Clinton held a 25-minute question-and-answer session aboard her new campaign plane, her first extensive availability with reporters since early December.

She talked about her concerns about "credible reports about Russian government interference in our elections" and answered questions about the ongoing controversy surrounding her use of a private email server while secretary of state, which Trump has used to cast doubt over her ability to protect classified information.

"I take classification seriously," she said.

Asked in an interview on ABC later Monday whether she would accept Mexican President Enrique Pena Nieto's invitation to visit, as Trump did last week, Clinton said she wouldn't. She said she's "going to continue to focus on what we're doing to create jobs here at home."

Clinton stand-ins

Clinton's surrogates were also out in force. On a sunny morning in Pittsburgh, Kaine and the man he hopes to succeed, Vice President Joe Biden, spoke at an outdoor rally before the city's Labor Day parade, addressing a crowd that included many people in union T-shirts. Kaine assailed Trump for refusing to release his tax returns, then turned the stage over to Biden.

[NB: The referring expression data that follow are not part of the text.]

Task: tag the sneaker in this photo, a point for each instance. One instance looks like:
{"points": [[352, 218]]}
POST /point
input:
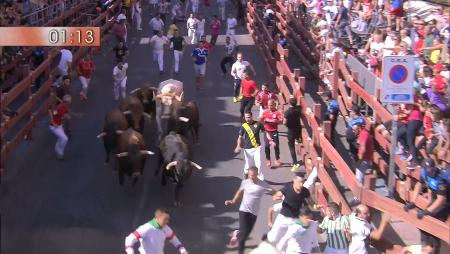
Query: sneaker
{"points": [[233, 239], [277, 163], [398, 150], [408, 206]]}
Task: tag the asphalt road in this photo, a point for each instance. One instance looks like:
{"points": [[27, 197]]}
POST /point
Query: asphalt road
{"points": [[77, 206]]}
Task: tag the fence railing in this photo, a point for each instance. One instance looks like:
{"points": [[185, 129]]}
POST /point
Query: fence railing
{"points": [[36, 105], [317, 149]]}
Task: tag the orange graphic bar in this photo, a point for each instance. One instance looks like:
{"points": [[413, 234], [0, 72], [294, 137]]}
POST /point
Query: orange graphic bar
{"points": [[50, 36]]}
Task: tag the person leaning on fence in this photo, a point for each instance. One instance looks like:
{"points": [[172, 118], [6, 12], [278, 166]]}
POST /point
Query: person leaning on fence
{"points": [[153, 234], [337, 228], [248, 140]]}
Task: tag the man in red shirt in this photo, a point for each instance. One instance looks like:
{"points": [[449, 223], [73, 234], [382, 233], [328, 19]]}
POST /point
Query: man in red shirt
{"points": [[271, 118], [263, 97], [85, 68], [365, 151], [57, 117], [248, 92]]}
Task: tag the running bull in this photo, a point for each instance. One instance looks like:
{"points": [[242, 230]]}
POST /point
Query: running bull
{"points": [[131, 155], [175, 161]]}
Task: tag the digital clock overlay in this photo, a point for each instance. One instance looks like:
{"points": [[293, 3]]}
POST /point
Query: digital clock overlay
{"points": [[50, 36]]}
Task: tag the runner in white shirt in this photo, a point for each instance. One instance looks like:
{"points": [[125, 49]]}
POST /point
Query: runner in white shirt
{"points": [[200, 27], [191, 25], [157, 42], [231, 27], [152, 236], [237, 71], [120, 80]]}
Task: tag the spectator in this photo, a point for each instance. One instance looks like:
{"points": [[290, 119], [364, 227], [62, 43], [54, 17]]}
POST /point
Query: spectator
{"points": [[337, 227], [301, 236], [362, 231]]}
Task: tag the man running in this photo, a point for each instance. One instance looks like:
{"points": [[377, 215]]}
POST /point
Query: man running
{"points": [[120, 80], [85, 68], [177, 43], [200, 57], [263, 97], [249, 140], [271, 118], [237, 71], [248, 91], [251, 191], [153, 234], [191, 25], [157, 42], [228, 58]]}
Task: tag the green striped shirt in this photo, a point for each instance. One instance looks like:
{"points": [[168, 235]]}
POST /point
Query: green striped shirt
{"points": [[336, 231]]}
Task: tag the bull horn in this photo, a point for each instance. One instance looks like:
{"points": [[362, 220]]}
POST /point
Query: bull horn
{"points": [[135, 90], [101, 135], [122, 154], [171, 164], [196, 165], [147, 152], [183, 119]]}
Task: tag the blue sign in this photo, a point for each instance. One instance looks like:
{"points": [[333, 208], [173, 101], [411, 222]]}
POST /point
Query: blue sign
{"points": [[398, 74]]}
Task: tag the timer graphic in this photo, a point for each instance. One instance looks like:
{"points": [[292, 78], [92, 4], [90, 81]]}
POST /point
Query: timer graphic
{"points": [[50, 36]]}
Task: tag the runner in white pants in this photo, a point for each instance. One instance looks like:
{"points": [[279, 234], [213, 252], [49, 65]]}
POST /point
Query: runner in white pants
{"points": [[177, 43], [191, 25], [295, 195], [120, 80], [231, 28], [157, 42], [249, 140]]}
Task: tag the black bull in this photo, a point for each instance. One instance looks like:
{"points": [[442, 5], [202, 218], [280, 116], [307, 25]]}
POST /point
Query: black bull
{"points": [[175, 162], [131, 155]]}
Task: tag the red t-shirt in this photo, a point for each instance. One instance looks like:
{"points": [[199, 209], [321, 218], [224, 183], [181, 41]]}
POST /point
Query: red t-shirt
{"points": [[271, 119], [58, 114], [86, 68], [263, 98], [248, 87], [365, 138]]}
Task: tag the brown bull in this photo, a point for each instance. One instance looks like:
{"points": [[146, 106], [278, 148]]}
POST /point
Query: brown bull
{"points": [[147, 94], [134, 112], [131, 155], [114, 124]]}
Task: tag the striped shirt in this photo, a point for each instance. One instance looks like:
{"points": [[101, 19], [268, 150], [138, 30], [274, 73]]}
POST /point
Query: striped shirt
{"points": [[335, 229]]}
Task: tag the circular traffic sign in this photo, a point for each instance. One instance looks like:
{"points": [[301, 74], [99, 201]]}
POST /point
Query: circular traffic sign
{"points": [[398, 73]]}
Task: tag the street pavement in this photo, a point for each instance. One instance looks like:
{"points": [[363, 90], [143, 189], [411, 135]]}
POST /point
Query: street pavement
{"points": [[77, 206]]}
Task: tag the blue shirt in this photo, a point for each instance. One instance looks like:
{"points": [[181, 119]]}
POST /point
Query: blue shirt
{"points": [[353, 121], [200, 55]]}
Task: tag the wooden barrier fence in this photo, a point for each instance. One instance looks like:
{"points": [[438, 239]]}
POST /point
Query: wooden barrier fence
{"points": [[34, 108], [320, 152]]}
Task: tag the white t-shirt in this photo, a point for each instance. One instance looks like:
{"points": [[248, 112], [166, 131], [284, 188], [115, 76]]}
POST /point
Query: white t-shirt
{"points": [[66, 59], [299, 239], [157, 25], [158, 42], [231, 23], [201, 25], [253, 192], [238, 68], [360, 231], [120, 74], [191, 23]]}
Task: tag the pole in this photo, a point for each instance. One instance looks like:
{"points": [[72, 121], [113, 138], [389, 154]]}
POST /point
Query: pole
{"points": [[391, 176]]}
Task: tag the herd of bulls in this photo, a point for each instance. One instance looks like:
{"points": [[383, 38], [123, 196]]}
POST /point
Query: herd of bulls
{"points": [[177, 128]]}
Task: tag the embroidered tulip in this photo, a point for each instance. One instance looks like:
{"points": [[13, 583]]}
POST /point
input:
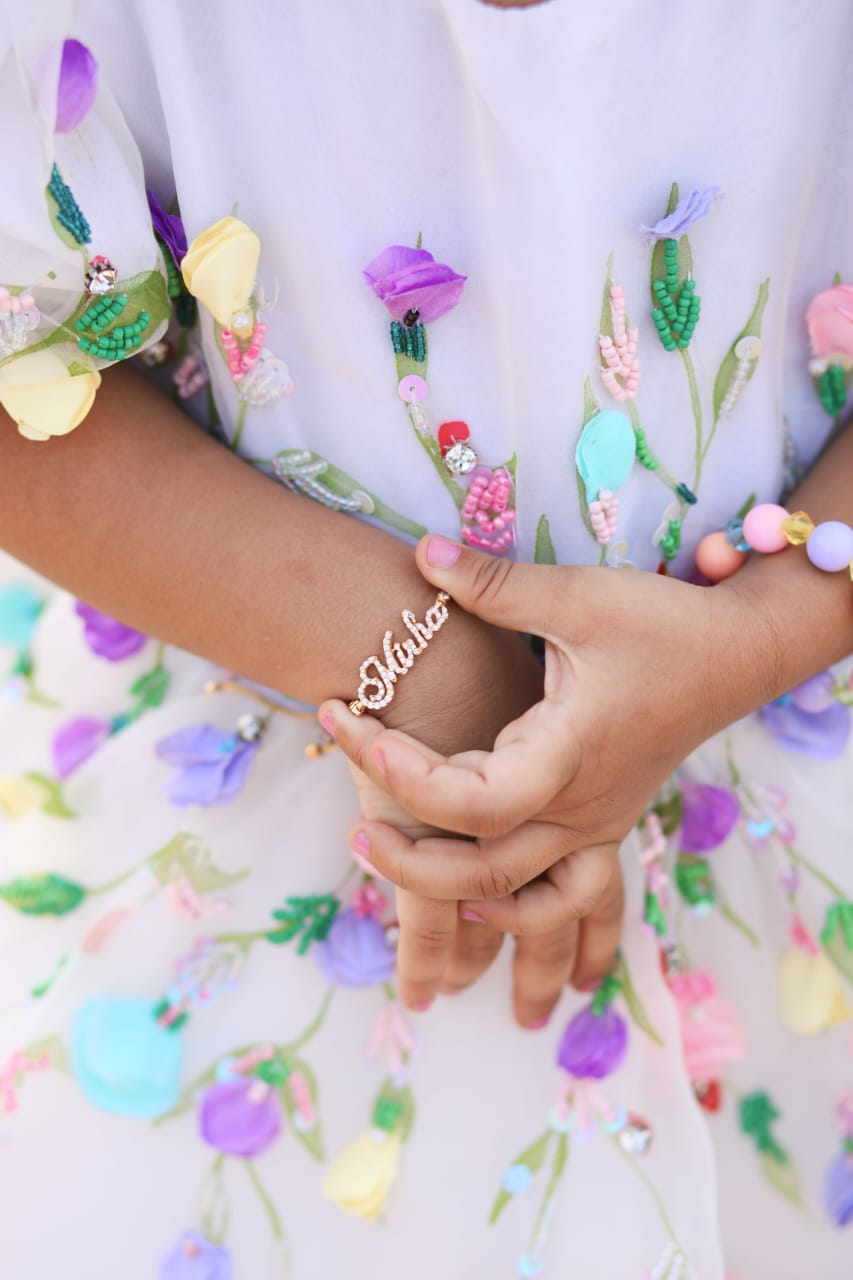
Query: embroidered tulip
{"points": [[211, 766], [411, 280], [838, 1189], [355, 951], [123, 1059], [708, 816], [241, 1118], [687, 214], [711, 1034], [50, 407], [361, 1175], [196, 1258], [829, 320], [593, 1043], [220, 266], [77, 86], [108, 638], [812, 999]]}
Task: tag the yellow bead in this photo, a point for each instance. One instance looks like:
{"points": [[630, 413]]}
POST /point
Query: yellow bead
{"points": [[798, 528]]}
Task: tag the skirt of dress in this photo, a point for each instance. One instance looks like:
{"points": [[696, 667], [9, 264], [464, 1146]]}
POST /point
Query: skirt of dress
{"points": [[204, 1072]]}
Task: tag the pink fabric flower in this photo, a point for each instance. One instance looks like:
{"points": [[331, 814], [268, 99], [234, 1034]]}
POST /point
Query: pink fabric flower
{"points": [[830, 321]]}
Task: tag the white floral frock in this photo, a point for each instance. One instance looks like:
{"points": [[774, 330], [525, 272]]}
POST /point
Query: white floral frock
{"points": [[537, 279]]}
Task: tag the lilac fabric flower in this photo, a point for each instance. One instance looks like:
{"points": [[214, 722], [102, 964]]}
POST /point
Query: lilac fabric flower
{"points": [[708, 816], [213, 766], [76, 741], [410, 279], [77, 86], [593, 1045], [822, 735], [838, 1189], [169, 228], [196, 1258], [108, 638], [241, 1118], [687, 214], [355, 951]]}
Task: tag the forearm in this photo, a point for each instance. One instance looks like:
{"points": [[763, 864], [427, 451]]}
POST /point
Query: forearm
{"points": [[149, 520], [797, 620]]}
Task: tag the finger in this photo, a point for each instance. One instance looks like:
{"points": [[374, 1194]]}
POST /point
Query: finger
{"points": [[424, 947], [600, 933], [516, 597], [473, 952], [541, 970], [568, 891], [441, 867]]}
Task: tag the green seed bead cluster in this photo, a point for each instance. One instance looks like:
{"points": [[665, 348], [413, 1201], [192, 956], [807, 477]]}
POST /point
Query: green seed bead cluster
{"points": [[409, 341], [115, 342], [678, 310], [644, 455], [833, 389], [671, 543], [69, 213]]}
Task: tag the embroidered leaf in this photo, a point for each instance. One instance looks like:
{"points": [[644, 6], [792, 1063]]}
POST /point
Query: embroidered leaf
{"points": [[635, 1006], [729, 369], [533, 1159], [781, 1175], [544, 552], [42, 895], [151, 688]]}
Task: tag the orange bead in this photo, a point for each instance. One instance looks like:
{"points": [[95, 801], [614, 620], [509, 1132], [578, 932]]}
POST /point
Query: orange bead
{"points": [[717, 558]]}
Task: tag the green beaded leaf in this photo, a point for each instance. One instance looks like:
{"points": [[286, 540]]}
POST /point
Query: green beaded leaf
{"points": [[42, 895], [186, 858], [781, 1176], [310, 1138], [544, 552], [729, 368]]}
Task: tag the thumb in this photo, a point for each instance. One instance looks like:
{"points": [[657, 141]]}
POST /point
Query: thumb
{"points": [[515, 597]]}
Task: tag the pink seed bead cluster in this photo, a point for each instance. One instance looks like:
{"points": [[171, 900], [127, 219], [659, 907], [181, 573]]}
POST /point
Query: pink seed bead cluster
{"points": [[603, 516], [488, 522], [241, 362]]}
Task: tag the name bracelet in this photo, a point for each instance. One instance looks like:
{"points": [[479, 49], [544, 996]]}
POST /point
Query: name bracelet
{"points": [[381, 675]]}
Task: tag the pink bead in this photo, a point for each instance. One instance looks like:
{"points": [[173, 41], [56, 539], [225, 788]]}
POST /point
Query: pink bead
{"points": [[717, 558], [762, 528]]}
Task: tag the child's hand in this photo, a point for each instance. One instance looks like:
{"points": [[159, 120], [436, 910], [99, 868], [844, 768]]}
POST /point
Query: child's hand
{"points": [[639, 670]]}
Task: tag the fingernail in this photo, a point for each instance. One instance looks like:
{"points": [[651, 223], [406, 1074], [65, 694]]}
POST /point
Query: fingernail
{"points": [[441, 553]]}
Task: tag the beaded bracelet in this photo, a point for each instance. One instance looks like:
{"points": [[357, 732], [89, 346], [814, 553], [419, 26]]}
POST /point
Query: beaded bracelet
{"points": [[770, 528], [378, 677]]}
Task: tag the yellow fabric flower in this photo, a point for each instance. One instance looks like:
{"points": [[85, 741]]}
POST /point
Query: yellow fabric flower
{"points": [[21, 795], [219, 269], [812, 999], [360, 1176]]}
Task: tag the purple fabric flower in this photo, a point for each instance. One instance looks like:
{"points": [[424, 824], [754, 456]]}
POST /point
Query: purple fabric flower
{"points": [[593, 1045], [410, 279], [213, 766], [241, 1118], [77, 86], [838, 1189], [108, 638], [169, 228], [355, 951], [687, 214], [822, 735], [196, 1258], [708, 816], [76, 741]]}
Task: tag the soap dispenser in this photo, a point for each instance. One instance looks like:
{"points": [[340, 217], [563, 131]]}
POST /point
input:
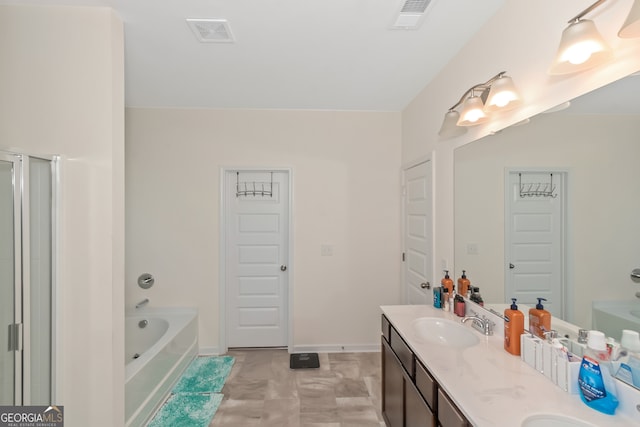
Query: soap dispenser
{"points": [[447, 283], [513, 328], [539, 319], [463, 284]]}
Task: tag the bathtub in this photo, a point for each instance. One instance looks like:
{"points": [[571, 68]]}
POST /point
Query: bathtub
{"points": [[611, 317], [159, 345]]}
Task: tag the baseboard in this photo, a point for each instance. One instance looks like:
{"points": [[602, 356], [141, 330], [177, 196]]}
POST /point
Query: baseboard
{"points": [[336, 348], [210, 351], [310, 348]]}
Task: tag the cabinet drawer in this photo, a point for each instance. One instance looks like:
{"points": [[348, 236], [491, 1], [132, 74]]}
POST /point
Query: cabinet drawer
{"points": [[385, 327], [402, 351], [416, 412], [426, 385], [448, 414]]}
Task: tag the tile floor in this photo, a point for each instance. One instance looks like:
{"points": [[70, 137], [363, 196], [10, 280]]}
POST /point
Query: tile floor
{"points": [[263, 391]]}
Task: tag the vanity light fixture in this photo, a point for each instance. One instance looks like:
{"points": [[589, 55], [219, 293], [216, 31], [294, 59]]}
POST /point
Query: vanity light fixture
{"points": [[496, 94], [583, 47]]}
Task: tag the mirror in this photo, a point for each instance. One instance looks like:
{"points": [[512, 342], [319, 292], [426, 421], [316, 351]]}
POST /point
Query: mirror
{"points": [[595, 143]]}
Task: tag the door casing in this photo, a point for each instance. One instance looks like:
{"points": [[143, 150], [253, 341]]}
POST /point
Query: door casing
{"points": [[222, 288]]}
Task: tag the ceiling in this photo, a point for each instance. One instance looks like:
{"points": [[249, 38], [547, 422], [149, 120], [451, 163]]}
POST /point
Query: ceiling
{"points": [[619, 97], [287, 54]]}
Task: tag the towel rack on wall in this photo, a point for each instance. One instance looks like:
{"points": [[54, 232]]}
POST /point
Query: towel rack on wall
{"points": [[253, 188], [537, 189]]}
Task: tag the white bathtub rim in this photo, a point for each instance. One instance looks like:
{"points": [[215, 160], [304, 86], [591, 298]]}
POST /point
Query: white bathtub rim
{"points": [[191, 354], [179, 318]]}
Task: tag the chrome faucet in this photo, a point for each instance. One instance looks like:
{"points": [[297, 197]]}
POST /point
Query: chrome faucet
{"points": [[481, 324]]}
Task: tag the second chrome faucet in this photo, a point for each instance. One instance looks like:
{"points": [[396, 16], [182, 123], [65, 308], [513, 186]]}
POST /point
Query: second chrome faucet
{"points": [[481, 324]]}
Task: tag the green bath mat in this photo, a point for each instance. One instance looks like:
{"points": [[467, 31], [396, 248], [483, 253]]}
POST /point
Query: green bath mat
{"points": [[206, 374], [187, 410]]}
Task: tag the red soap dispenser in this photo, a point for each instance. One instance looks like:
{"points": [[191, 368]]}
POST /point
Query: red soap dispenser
{"points": [[513, 328]]}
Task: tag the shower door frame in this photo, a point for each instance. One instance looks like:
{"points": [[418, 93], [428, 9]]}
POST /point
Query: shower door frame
{"points": [[22, 276]]}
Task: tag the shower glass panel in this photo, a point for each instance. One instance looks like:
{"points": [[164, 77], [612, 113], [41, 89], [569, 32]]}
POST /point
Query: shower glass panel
{"points": [[7, 279], [26, 279], [38, 319]]}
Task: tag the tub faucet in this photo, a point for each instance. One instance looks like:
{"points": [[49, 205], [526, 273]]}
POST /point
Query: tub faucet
{"points": [[481, 324]]}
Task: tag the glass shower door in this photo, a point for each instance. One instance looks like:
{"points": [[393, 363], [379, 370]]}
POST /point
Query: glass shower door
{"points": [[9, 204]]}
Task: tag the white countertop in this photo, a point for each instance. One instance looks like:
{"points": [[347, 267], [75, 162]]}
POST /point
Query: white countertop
{"points": [[491, 387]]}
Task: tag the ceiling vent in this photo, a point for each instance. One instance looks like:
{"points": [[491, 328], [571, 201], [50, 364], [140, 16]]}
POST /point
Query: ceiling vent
{"points": [[411, 14], [211, 30]]}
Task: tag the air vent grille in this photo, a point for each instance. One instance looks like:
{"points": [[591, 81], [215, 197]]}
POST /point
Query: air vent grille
{"points": [[411, 14], [415, 6], [211, 30]]}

Biden portrayed Trump as out of touch with families struggling financially. "He really does believe that workers make too much," Biden said. "He really does believe that the problem is American workers are lazy."

Bill Clinton hit Trump over his foundation, referring to a Washington Post report that found that Trump's charitable organization paid the Internal Revenue Service a $2,500 penalty this year after improperly giving a political contribution to a campaign group with ties to the attorney general of Florida, Pam Biondi.

Bondi personally solicited a political contribution from Trump around the same time her office deliberated joining an investigation of alleged fraud at Trump University and its affiliates.

That disclosure from Bondi's spokesman in June provided additional details around the circumstances of Trump's $25,000 donation.

"She's a fine person beyond reproach," Trump said, when asked about his foundation and Bondi. "I never even spoke to her about it at all. She's a fine person. Never spoken to her about it. Never."

"Many of the attorney generals turned that case down [because] I'll win that case in court," he said.

Sanders, the runner-up for the Democratic nomination, made his first campaign stops for Clinton since the party's convention in July.

Sanders gave three speeches Monday in New Hampshire, where he defeated Clinton in February by the largest margin in the history of that state's primary.

At an AFL-CIO breakfast in Manchester, Sanders thanked New Hampshire voters for backing "radical ideas" like a $15-an-hour minimum wage, universal health care and paid family leave.

An hour later, at a park in the town of Warner, Sanders spoke to a crowd of at least 250 people. When he promised to "do everything I can" to elect Clinton, a dozen or so supporters of Green Party presidential nominee Jill Stein booed, yelled "Jill" or waved signs with the slogan "Jill, not Hill."

"Trust me, I understand!" said Sanders. "But I feel like at this point in history, a candidate like Trump, who is running on reactionary economics, tax breaks for the wealthy and cutting programs for the very poor -- who rejects the science of climate change -- is running on a core of bigotry."

After asking supporters to make sure that Clinton, if elected, enacted the progressive Democratic Party platform, Sanders headed north to Lebanon High School, where he told the crowd to focus one more time on the issues.

Information for this article was contributed by Ken Thomas, Steve Peoples, Kathleen Ronayne and David Eggert of The Associated Press; by Ashley Parker, Amy Chozick, Thomas Kaplan and Yamiche Alcindor of The New York Times; and by John Wagner, Jose A. DelReal and David Weigel of The Washington Post.